Jörg Starke: Im Grunde bin ich zur Kunst gekommen, weil mein Vater eine Stiftung gründen wollte, und ich dann gesagt habe: Okay, Stiftung ist gut, aber ich möchte lieber eine Kunststiftung. Eine Kunststiftung deswegen, weil ich in dem Alter damals der „Bad Boy“ war, aber trotzdem gesellschaftlich etwas bewegen wollte. Außerdem hatte ich damals noch die naive Einstellung gehabt, dass Politiker unbedingt eine weiße Weste haben müssten. Da ich diese weiße Weste selber noch nicht so hatte, habe ich die Kunst gewählt, um damit schließlich an die Öffentlichkeit zu treten. Schließlich ist die Kunst frei von diesen ganzen Auflagen. Weil es in der Kunst eigentlich egal ist, was man tut.
Heißt das, dass die Freiheit und Toleranz und dieser Pluralismus, die der Kunst innewohnen, der „Magnetismus der Kunst“ für Sie bedeuteten? Waren Sie da nicht auch schwankend, oder war es von vornherein klar: Für mich kommt nur das in Frage?
Jörg Starke: Es war für mich total klar: Nur das kommt für mich in Frage, weil eben die Kunst so offen, so liberal ist, wenn man sie idealistisch betrachtet. Natürlich ist es nicht so, wie ich es erwartet hatte. Doch damals war das für mich so.
Manche sagen Kunst sei eigentlich unnötig. Beziehungsweise sei Kunst schon Luxusgut einer Gesellschaft. Was kann man dem entgegenhalten?
Jörg Starke: Nach meiner ersten Intuition, mich der Kunst zu widmen, habe ich gelernt, mit Kunst zu leben. Man kann es im Grunde mit einer Zwangsehe vergleichen. Zwangsehe deshalb, weil zwei Partner zusammenkommen, die eigentlich von anderen dazu bestimmt worden sind, von nun an zusammenzuleben. Erst während der Beziehung lernen sich die Partner zu lieben.
Zusammenzuwachsen beim näheren Kennenlernen…

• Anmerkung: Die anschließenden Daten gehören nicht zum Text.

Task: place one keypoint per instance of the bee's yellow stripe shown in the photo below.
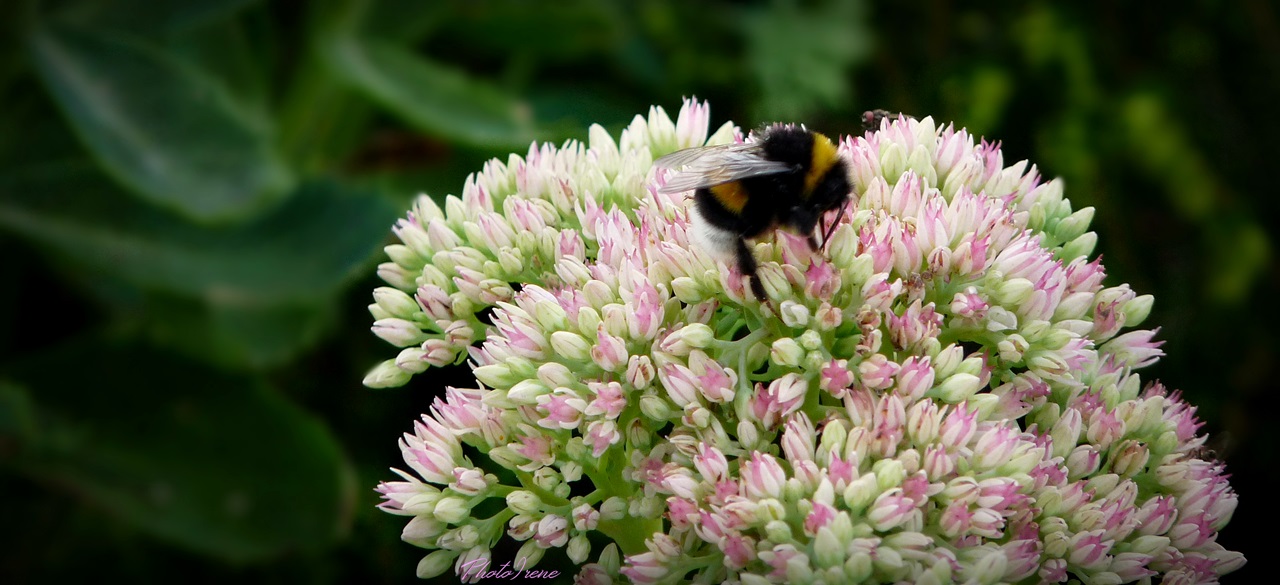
(823, 158)
(732, 196)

Jörg Starke: Genau! Deswegen haben meines Erachtens nach die Ehen in früheren Zeiten viel besser gehalten als die heutigen. Die gegenwärtigen Ehen werden vordergründig nur aus Liebe geschlossen, und wenn die Verliebtheit vorbei ist, dann hat man nichts Gemeinsames mehr. Zweckehen hingegen sind eben aus einem materiellen oder einem anderen profanen Grund zustande gekommen, und erst in der Ehe hat der eine den anderen erst schätzen gelernt. Dadurch konnte sich letztendlich eine Liebe entwickeln und entfalten, die vielleicht sogar viel tiefer geht, als wenn man sich vorher im Vorfeld verliebt hätte. Genauso wie in einer Zweckehe erging es mir mit der Kunst.
Ein organisches Wachstum also. Die Frage bleibt: Ob Kunst überhaupt etwas ist, das unsere Gesellschaft unbedingt braucht?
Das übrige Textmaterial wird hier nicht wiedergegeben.